Poco a poco fue naciendo aquella amarga y demoledora sonrisa, mientras sus ojos lo recorrían sin pestañear causando una sensación parecida a una quemadura.

- ¿Al cielo? ¿A la cantina? A buscar trabajo adivino que no... ¿verdad?

Esta vez no advirtió el aguijón de la culpa en la boca del estómago. En su lugar brotó como una sensación de verano que acaba. Una promesa cierta de incertidumbres que a medida que transcurría el silencio se revelaba como una posibilidad de alivio.

Se irguió y alzó su paupérrima desnudez ante aquel curioso tribunal que lo juzgaba escoba en mano. Avanzó hasta ella y descendió al fondo de sus ojos azules y fríos como un mar del norte. Los pliegues de su piel blanca fueron desapareciendo a medida que la sonrisa moría como contando el tiempo por centésimas, milésimas de segundo, en aquella eternidad de pasillo en penumbras. El asombro nació en su mirada inquieta y la boca se le abrió involuntariamente. Dio un paso hacia atrás mientras la escoba se escurría entre sus manos produciendo un chasquido sordo en el suelo de madera encerada. Siguió retrocediendo hasta que la pared encalada la detuvo.

- Voy a vestirme.

Las maderas crujieron cuando se aproximó al armario oscuro y escogió la camisa que reservaba para las grandes ocasiones. Gritó el cajón de madera mientras extraía una muda limpia y se vestía contemplando como el pasado desfilaba por los cristales de la ventana entreabierta. Recogió la cartera de la mesita de noche, reservándose un par de billetes, dejó el resto bajo el pie de la lámpara y salió. La puerta de la cría permanecía cerrada, vedada como el beso de un ángel, tan próxima como inaccesible.

La cocina estaba limpia y ordenada. Sólo la botella vacía y el vaso permanecían donde habían quedado de madrugada, con aquel rastro violeta sobre la superficie de formica. Aquella huella gritaba una culpa mientras se enfundaba la chaqueta recogida del respaldo de la silla y salía al pasillo caminando como un náufrago.

Dos fotos antiguas colgaban en mitad de la pared mitigando apenas el blanco vacío. Padre y madre, con atuendos austeros y una pregunta dolorosa en la mirada. Las botas devolvían un eco triste de sueños aplazados mientras avanzaba hasta la salida, antes de abrir la puerta de par en par y aspirar todo el aire que le fue posible.

- ¿A dónde vas?

La niebla se le coló por los resquicios de la ropa, a través de los dedos, entre los cabellos, penetró en la boca y salió después envuelta en el vaho del aliento cálido. El pasador de la puerta repitió aquel sonido familiar que dividió al mundo entre hoy y mañana. Algunos le miraban mientras caminaba despacio hacia la estación sin despertar su interés.

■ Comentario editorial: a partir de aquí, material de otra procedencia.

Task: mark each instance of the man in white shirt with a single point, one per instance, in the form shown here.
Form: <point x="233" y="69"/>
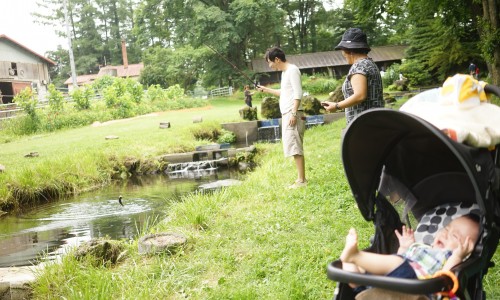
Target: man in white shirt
<point x="293" y="119"/>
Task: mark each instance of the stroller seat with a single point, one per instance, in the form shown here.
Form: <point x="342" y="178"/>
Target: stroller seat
<point x="436" y="180"/>
<point x="439" y="217"/>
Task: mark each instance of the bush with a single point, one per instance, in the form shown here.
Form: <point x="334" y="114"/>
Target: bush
<point x="318" y="84"/>
<point x="56" y="99"/>
<point x="206" y="131"/>
<point x="417" y="73"/>
<point x="226" y="136"/>
<point x="174" y="92"/>
<point x="82" y="97"/>
<point x="270" y="108"/>
<point x="311" y="105"/>
<point x="28" y="102"/>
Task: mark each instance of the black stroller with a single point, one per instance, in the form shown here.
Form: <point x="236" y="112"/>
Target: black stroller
<point x="403" y="169"/>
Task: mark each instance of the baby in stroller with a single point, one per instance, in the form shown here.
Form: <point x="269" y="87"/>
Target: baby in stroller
<point x="452" y="244"/>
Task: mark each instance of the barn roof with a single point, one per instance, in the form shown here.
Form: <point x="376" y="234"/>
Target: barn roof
<point x="331" y="58"/>
<point x="132" y="70"/>
<point x="8" y="39"/>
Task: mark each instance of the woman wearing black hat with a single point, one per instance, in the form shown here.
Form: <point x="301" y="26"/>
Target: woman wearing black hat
<point x="362" y="87"/>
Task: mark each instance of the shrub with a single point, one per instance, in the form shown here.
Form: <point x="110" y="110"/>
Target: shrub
<point x="103" y="82"/>
<point x="311" y="105"/>
<point x="174" y="92"/>
<point x="318" y="85"/>
<point x="154" y="93"/>
<point x="206" y="131"/>
<point x="27" y="101"/>
<point x="82" y="97"/>
<point x="56" y="99"/>
<point x="226" y="136"/>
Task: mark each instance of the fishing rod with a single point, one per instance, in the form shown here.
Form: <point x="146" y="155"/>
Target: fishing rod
<point x="230" y="63"/>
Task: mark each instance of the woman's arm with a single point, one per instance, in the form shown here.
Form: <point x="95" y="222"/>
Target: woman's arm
<point x="359" y="86"/>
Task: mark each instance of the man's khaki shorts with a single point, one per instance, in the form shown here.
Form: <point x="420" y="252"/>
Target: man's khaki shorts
<point x="293" y="137"/>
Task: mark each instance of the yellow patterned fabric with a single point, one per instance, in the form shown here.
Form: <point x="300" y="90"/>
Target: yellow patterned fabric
<point x="463" y="90"/>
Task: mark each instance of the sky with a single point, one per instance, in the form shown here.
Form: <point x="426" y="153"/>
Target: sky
<point x="17" y="23"/>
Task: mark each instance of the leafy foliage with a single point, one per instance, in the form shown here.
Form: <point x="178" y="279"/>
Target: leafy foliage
<point x="82" y="97"/>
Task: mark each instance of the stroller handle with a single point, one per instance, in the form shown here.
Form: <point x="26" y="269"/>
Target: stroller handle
<point x="407" y="286"/>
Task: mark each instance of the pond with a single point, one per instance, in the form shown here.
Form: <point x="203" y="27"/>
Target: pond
<point x="49" y="230"/>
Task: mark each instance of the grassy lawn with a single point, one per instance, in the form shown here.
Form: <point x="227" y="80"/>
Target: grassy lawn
<point x="73" y="160"/>
<point x="255" y="241"/>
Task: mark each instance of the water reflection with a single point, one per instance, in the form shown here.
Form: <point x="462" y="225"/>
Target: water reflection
<point x="54" y="227"/>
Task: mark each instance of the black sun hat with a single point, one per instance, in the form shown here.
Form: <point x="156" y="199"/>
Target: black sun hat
<point x="353" y="38"/>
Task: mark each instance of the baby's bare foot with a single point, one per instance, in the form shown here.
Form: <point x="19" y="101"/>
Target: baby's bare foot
<point x="351" y="246"/>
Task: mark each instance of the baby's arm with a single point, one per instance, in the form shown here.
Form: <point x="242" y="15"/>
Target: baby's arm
<point x="405" y="239"/>
<point x="459" y="253"/>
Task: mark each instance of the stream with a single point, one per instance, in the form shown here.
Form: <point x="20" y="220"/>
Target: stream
<point x="47" y="231"/>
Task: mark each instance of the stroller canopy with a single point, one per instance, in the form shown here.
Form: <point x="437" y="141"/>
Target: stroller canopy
<point x="435" y="169"/>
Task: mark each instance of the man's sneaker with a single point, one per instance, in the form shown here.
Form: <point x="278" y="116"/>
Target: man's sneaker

Introdujo la mano en el bolsillo interior de la chaqueta extrayendo aquel cartón diminuto recorrido por letras y cifras negras que le había entregado Mario después de aquella terrible conversación. Era difícil saber por qué no lo había arrojado en cualquier esquina como hacía con todo lo importante. En el recuerdo nació la mirada dolorida y escéptica de aquel hombre bueno, el tímido contacto de su mano en el hombro, el gesto resignado con que le dio la espalda. Y la vergüenza que lo invadía, lacerante, le dio la respuesta.

Mientras esperaba el tren, paralizado en el andén, el mar surgió ante sus ojos. Aquel ser gigantesco que había visto una sola vez, en su lejana infancia, indómito y apacible al mismo tiempo . Poderoso y amable. Desafiante y acogedor. Quizás sólo en su presencia podría llegar a saber que un hombre puede lavar su alma y renovar por fin los propios pasos.

El monstruo de hierro apareció en el horizonte luchando por detener su carrera entre quejas metálicas y una columna de vapor de agua que lo invadía todo. Caminó con una sorprendente determinación hacia la puerta que había quedado justo enfrente, subió, y antes de instalarse miró hacia aquel insignificante lugar lleno de casitas blancas donde la vida parecía haberse parado. Entonces supo que hay más de una vida. Y que un día volvería por el beso de un ángel.